Here’s a step-by-step guide to dealing with retroactive jealousy:
1. Look at your current relationship
Is your current relationship great? If it is, you’re probably compatible and happy with your partner. You should do your best to protect the relationship and resolve your feelings of retroactive jealousy.
What’s the level of trust in your relationship? Is your partner fully committed to you?
If the answer is yes to both these questions, the relationship is worth continuing.
On the other hand, if your relationship is bad, then retroactive jealousy could be the last straw that breaks the camel’s back. It could be a good excuse to end the relationship.
2. Resolve your emotions
You’ve already taken a massive step by learning about retroactive jealousy. Now, you need to resolve your emotions.
Your job is to convince your mind that it’s sending you a false alarm using reason. The mind responds well to reason.
You need to give your mind good enough reasons why the retroactive jealousy emotions it’s sending you are really false alarms.
When your partner was with your ex, you were not in their life. You comparing yourself to their ex is irrational. The fact that your partner has now encountered both you and their ex but has chosen you over their ex shows they think you’re better than their ex.

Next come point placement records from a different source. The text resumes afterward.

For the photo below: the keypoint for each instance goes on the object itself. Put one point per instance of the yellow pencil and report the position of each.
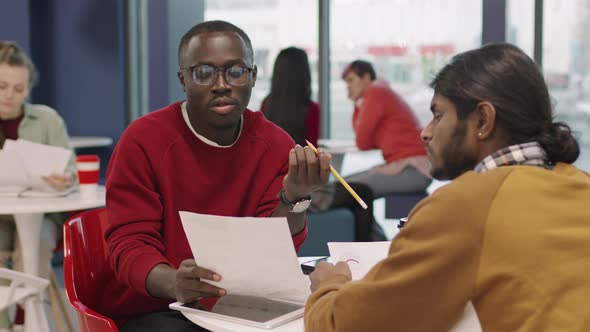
(339, 177)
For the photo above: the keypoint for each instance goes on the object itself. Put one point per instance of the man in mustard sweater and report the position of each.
(510, 234)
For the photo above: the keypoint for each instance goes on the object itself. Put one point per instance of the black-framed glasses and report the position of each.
(236, 75)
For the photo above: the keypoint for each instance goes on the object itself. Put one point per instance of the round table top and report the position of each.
(71, 202)
(89, 141)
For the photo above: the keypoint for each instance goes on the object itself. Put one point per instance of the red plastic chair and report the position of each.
(86, 268)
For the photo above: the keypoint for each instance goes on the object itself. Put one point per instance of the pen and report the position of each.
(341, 180)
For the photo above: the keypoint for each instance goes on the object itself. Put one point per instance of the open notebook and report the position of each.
(24, 163)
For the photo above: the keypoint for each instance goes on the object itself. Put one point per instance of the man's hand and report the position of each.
(189, 287)
(307, 172)
(59, 181)
(325, 270)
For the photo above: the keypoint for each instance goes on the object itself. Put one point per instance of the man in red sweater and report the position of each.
(208, 154)
(382, 120)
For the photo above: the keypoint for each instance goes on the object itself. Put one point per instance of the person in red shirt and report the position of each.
(382, 120)
(210, 155)
(289, 103)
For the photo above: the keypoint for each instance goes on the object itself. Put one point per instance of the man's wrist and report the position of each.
(291, 197)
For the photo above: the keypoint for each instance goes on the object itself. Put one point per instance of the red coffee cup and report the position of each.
(88, 171)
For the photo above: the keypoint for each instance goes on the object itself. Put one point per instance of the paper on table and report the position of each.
(39, 159)
(360, 256)
(12, 172)
(254, 256)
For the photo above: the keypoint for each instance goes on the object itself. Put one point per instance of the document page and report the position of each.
(39, 160)
(13, 177)
(254, 256)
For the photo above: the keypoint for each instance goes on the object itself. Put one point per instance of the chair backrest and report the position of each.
(86, 268)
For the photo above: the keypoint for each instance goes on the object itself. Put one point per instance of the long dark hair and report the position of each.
(505, 76)
(290, 93)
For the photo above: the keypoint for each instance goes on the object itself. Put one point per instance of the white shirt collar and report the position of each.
(203, 138)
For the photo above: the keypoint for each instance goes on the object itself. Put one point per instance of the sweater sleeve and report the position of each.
(270, 199)
(135, 212)
(57, 135)
(423, 284)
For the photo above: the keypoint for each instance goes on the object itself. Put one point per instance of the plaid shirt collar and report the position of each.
(530, 153)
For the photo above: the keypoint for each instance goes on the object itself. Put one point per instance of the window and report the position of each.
(520, 24)
(566, 66)
(407, 42)
(272, 26)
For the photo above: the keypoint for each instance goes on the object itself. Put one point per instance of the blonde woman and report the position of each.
(36, 123)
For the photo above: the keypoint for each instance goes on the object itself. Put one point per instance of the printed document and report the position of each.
(254, 256)
(24, 163)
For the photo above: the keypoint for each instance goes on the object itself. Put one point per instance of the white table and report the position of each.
(90, 141)
(220, 325)
(468, 322)
(28, 216)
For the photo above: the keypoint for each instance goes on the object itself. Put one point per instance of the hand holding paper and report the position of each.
(224, 245)
(24, 165)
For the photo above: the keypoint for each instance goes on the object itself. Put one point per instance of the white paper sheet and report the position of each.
(360, 256)
(39, 160)
(254, 256)
(13, 175)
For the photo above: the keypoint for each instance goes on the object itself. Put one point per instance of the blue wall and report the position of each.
(14, 22)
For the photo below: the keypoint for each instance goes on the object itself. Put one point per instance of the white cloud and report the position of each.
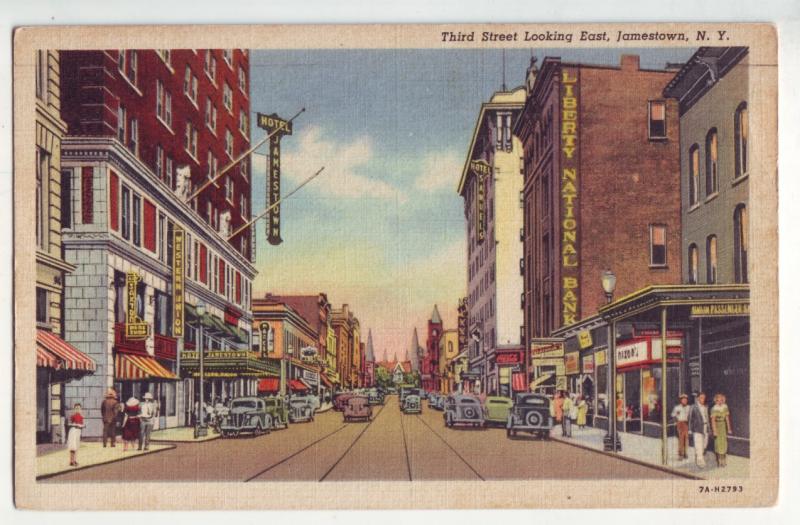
(440, 171)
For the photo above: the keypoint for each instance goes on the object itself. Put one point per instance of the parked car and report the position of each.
(247, 414)
(357, 407)
(301, 409)
(496, 409)
(530, 413)
(276, 407)
(412, 404)
(463, 409)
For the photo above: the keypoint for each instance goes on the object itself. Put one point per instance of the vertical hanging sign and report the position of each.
(272, 123)
(481, 169)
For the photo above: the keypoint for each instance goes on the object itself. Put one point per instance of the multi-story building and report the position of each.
(57, 361)
(491, 186)
(147, 128)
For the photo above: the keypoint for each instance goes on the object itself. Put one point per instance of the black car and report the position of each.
(530, 413)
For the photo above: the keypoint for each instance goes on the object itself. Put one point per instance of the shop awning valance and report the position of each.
(129, 367)
(69, 357)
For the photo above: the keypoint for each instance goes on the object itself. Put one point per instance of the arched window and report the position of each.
(740, 231)
(740, 124)
(694, 263)
(711, 259)
(694, 174)
(712, 165)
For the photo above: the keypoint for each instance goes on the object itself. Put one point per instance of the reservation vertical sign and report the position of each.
(570, 306)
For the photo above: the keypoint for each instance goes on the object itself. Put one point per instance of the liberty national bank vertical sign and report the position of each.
(277, 127)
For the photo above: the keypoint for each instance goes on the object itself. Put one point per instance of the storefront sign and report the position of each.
(481, 169)
(570, 285)
(178, 274)
(571, 363)
(720, 310)
(272, 123)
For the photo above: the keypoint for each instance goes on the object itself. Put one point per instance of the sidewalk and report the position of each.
(180, 435)
(648, 450)
(54, 462)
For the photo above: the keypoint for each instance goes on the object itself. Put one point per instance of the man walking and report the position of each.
(698, 426)
(681, 416)
(147, 416)
(109, 410)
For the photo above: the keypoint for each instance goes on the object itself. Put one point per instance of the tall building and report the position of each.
(146, 128)
(491, 186)
(57, 362)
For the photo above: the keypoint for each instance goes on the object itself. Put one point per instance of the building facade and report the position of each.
(147, 128)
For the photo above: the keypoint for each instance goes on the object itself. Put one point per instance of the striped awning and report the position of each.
(129, 367)
(70, 357)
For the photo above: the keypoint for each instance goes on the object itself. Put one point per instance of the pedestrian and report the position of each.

Put yourself in their shoes. Imagine if your partner got upset with your past romantic partners, how would you feel? Would you think it’s fair?
3. Revise your criteria
If your criterion for a partner is that they should’ve never been with anyone in the past, then why didn’t you clarify that when you entered the relationship?
Now is a good time to re-evaluate and come up with the traits you absolutely need in a relationship partner. While you’re at it, how realistic do you think it is to expect your partner not to have had a past relationship?
4. Avoid digging up the past
I think it’s a mistake to bring up past relationships in your conversations with your current partner. Sure, you’re trying to get close and share, but at what cost?
You should short-circuit any conversation involving exes. You shouldn’t reveal too many explicit details about your prior romantic encounters. If you do that, you’d be feeding those mental movies.
You may bring up your past lovers to show you’re desirable or to one-up your partner, but it’ll likely backfire.
Retroactive jealousy has the potential to destroy good relationships if not handled properly.